Tal afirmação, lançada em abstrato em tons de verdade absoluta, assim como na tragédia de Édipo, tornaria inevitável o destino dos agentes de tratamento que, independentemente de seus esforços e diligências, teriam de fatalmente suportar o fardo integral da lei, tornando inútil a previsão expressa da LGPD quanto à sua não-aplicação ao tratamento de dados anonimizados. Pior, ao reduzir a pó os incentivos legais para a aplicação de medidas de anonimização, acabaria por condenar, ainda, os principais protagonistas da história, os titulares de dados.

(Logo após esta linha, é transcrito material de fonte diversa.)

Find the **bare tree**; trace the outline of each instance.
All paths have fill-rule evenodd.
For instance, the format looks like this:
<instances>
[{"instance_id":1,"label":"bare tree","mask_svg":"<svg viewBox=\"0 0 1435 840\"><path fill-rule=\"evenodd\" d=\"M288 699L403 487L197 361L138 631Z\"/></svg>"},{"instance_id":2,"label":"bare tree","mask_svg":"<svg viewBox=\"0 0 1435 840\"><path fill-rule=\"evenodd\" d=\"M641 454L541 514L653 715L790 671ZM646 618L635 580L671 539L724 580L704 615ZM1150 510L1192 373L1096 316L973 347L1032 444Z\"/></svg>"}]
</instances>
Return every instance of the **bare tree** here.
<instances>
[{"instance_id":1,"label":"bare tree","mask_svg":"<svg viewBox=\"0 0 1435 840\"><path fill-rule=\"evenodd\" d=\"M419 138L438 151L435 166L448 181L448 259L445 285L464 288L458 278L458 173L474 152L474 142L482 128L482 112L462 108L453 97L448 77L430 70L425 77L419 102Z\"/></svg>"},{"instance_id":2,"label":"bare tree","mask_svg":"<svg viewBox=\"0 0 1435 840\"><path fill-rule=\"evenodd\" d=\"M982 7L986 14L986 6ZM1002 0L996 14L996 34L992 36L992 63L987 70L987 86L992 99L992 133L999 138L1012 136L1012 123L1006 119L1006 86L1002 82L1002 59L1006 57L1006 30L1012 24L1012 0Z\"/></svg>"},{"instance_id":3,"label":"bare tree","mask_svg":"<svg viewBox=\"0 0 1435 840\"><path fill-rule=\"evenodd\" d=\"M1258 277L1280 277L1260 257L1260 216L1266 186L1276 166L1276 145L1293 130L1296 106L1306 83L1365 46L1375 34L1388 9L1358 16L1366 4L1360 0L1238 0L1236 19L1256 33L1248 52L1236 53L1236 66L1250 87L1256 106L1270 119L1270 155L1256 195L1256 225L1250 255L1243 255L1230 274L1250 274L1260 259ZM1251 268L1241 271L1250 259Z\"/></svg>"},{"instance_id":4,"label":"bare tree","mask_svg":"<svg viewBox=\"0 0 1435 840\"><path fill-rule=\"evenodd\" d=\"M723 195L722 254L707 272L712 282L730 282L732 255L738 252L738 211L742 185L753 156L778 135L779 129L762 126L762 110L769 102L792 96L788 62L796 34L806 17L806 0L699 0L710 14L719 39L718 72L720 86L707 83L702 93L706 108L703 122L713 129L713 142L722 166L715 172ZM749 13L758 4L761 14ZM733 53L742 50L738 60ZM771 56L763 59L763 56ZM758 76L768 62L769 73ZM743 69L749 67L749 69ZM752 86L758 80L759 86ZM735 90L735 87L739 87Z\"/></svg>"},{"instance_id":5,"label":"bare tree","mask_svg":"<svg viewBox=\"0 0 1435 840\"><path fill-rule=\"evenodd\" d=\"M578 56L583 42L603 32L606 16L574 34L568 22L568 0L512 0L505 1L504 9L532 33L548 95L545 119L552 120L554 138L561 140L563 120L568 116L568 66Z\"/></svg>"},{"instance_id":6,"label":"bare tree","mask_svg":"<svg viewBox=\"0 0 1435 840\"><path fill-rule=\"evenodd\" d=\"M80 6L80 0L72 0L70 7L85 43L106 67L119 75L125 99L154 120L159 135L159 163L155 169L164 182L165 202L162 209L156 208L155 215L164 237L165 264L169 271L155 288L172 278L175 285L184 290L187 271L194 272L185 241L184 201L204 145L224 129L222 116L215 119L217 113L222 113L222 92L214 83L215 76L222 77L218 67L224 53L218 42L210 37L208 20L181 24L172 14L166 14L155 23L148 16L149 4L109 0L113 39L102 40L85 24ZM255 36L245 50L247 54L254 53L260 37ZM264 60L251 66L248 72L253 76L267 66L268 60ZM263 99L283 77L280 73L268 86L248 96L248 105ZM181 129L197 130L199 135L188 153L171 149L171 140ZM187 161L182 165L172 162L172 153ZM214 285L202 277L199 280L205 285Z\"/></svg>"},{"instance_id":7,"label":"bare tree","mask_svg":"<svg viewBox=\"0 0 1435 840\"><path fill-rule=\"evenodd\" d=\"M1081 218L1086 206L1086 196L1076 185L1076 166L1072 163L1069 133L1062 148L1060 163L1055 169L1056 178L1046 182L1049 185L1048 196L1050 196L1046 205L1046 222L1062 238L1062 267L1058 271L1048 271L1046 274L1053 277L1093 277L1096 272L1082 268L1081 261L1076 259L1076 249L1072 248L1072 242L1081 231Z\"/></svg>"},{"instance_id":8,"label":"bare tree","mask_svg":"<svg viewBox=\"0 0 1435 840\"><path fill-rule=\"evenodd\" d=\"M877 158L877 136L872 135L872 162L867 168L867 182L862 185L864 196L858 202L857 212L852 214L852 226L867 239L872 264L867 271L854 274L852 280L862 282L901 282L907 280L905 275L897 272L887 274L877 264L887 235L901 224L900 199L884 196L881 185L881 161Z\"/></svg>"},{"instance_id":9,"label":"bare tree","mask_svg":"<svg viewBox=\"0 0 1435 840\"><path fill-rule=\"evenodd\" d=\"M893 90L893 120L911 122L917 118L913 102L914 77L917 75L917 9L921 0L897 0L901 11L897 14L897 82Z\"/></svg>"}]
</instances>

Além disso, sinto que o Guia poderia ser aprimorado no trecho em que menciona obrigações dos agentes de tratamento responsáveis pela anonimização (de identificar base legal para a coleta de dados pessoais a serem anonimizados; informar aos titulares do propósito de anonimização; e medir a compatibilidade da anonimização com os propósitos inicialmente traçados para o tratamento), para não permitir a construção de entendimento, seguramente diverso da intenção do regulador (e, principalmente, do legislador), de que a anonimização em si se trataria de um processo-fim (leia-se, atividade de tratamento) e não meio.

Ora, a anonimização não é mais do que um meio alternativo ao tratamento de dados pessoais, com ele não se confundindo. É justamente a via de saída antes de se ingressar na estrada do tratamento, que surge como resultado da aplicação do conceito de privacy by design, ao se responder “sim” para a primeira e primordial pergunta: “há como atingir o objetivo pretendido sem realizar o tratamento de dados pessoais?”.

Assim, deve-se afastar entendimento diverso, o qual poderia provocar desestímulo à difusão da anonimização, importante medida de mitigação de riscos e aquela que melhor concilia os interesses organizacionais e dos titulares. É preciso lembrar que referida técnica não surge do nada, mas implica custos e esforços, os quais, se não servirem a aliviar riscos para as organizações, se tornarão injustificáveis.

Finalizo torcendo para que, ao propagar essa reflexão, possa contribuir para afastar interpretações incabíveis e livrar os Édipos da nossa tragédia de proteção de dados de um destino em que suas atividades de gestão de riscos não mais fariam sentido.